In one point of agreement, however, Talabani said Iraq already has initiated talks with Syria and Iran on gaining help in tackling the problems facing his country, and he plans to visit Damascus soon.

Damascus warns U.S. on report
Syria, meanwhile, warned that the United States would face hatred and failure in the Mideast if the White House rejects the report’s recommendations.

Syria’s ruling party’s Al-Baath newspaper urged Bush to take the Iraq Study Group’s report seriously because it would “diminish hatred for the U.S. in region.”

“But if it failed to pick up the positive signals either in the report or in the Syrian welcome of what the report has contained, it (the U.S.) would remain drowned in the quagmire and the situation in the region and the entire world would remain unstable,” the newspaper said.

At least 83 people were killed or found dead throughout the country, including 59 bullet-riddled bodies that turned up in different parts of the capital.

A roadside bomb also killed one U.S. soldier and wounded another Sunday west of Baghdad, the military said. The death raised to 43 the number of troops who have died this month and pushed the total U.S. military death toll to 2,931 since the war started nearly four years ago.

New violence around country
Meanwhile, gunmen attacked two Shiite homes in western Baghdad, killing nine men and seriously wounding another, police said Sunday.

Nobody claimed responsibility for the attack, which police said occurred late Saturday in the mostly Sunni Arab al-Jihad neighborhood, but it apparently was in retaliation for a bold assault earlier in the day against Sunnis.

Witnesses said Shiite militiamen entered a Sunni enclave in Hurriyah — a predominantly Shiite neighborhood — after Sunnis warned the few Shiites living there to leave or be killed.

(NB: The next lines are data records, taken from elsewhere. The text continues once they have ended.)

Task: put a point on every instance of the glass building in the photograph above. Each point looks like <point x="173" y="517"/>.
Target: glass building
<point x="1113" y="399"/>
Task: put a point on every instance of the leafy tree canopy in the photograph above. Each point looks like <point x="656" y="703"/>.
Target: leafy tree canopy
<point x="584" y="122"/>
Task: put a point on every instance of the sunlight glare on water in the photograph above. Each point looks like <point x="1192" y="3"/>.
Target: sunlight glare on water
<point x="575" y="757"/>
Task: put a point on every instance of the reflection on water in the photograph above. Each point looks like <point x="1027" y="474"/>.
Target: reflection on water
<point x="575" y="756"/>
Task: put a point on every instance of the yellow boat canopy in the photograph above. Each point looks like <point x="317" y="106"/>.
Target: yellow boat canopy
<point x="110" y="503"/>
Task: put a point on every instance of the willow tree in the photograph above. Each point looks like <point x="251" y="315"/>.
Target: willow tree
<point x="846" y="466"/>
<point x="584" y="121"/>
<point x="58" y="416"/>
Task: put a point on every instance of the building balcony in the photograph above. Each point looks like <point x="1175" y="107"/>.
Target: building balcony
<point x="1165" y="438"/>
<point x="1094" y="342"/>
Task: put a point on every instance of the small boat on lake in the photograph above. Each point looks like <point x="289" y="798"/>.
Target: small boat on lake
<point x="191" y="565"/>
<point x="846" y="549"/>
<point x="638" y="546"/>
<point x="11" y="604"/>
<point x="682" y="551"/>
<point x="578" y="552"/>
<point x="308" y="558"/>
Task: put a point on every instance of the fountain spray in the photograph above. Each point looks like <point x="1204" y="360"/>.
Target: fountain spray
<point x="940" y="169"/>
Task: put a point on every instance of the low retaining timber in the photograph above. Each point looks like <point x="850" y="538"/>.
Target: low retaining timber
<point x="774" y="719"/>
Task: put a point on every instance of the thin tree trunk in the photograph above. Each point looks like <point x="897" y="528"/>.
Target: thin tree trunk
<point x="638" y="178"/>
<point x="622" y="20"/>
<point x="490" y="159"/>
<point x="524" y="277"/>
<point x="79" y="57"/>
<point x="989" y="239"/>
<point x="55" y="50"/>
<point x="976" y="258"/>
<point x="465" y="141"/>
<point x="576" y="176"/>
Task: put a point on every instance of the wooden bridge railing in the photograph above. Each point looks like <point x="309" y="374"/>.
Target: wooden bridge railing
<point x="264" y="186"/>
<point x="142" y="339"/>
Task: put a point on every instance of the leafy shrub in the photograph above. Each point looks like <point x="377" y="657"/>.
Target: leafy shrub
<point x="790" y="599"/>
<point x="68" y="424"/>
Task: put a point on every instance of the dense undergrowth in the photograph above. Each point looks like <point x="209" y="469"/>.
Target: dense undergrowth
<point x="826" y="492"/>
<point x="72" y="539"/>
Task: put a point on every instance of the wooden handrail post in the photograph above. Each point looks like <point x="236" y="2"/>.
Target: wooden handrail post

Heavy machine gun fire was heard on Saturday and three columns of black smoke rose into the sky, the witnesses said on condition of anonymity, also out of concern for their own safety.

Baghdad has been suffering from a series of attacks aimed at driving Sunnis or Shiites out of neighborhoods of the capital where they form a minority. Omar Abdul-Sattar, a member of the Sunni Arab Iraqi Islamic Party, said Sunday that an organized effort was under way in Hurriyah to force Sunnis out, and he accused Iraq’s Shiite-led government of doing little to stop the violence.

New unrest in Hurriyah
Abdul-Sattar claimed that during the past five months, more than 300 Sunni families have been displaced from Hurriyah, more than 100 Sunnis killed and 200 wounded, and at least five Sunni mosques burned, along with houses and shops.

Dozens of Sunni families, including women and children, fled Hurriya on foot and in trucks at nightfall and took refuge in schools and mosques in neighboring Amil district.

An old man wept and cried for revenge: “I call upon all Sunnis to carry guns and fight the followers of Moqtada al-Sadr, who burned our houses and displaced us.”

Clashes also erupted between Sunni and Shiite militants in Amil district, a policeman said. One Shiite militiaman was killed and six people — five Sunnis and one Shiite — were wounded, the officer said on condition of anonymity because he is not authorized to talk to the media.

The fighting ended with U.S. and Iraqi forces rushing to the area to contain it, he said.

Police in the northern province of Ninevah, meanwhile, said the chief of the Badoosh prison, Raad Hussein, and his deputy were detained for allegedly helping Saddam Hussein’s nephew to escape on Saturday.

Ayman Sabawi, son of Saddam’s half brother Sabawi Ibrahim Hassan al-Tikriti, had been serving a sentence of life in prison for possession of illegal weapons and manufacture of bombs when he fled the prison, 45 miles west of Mosul.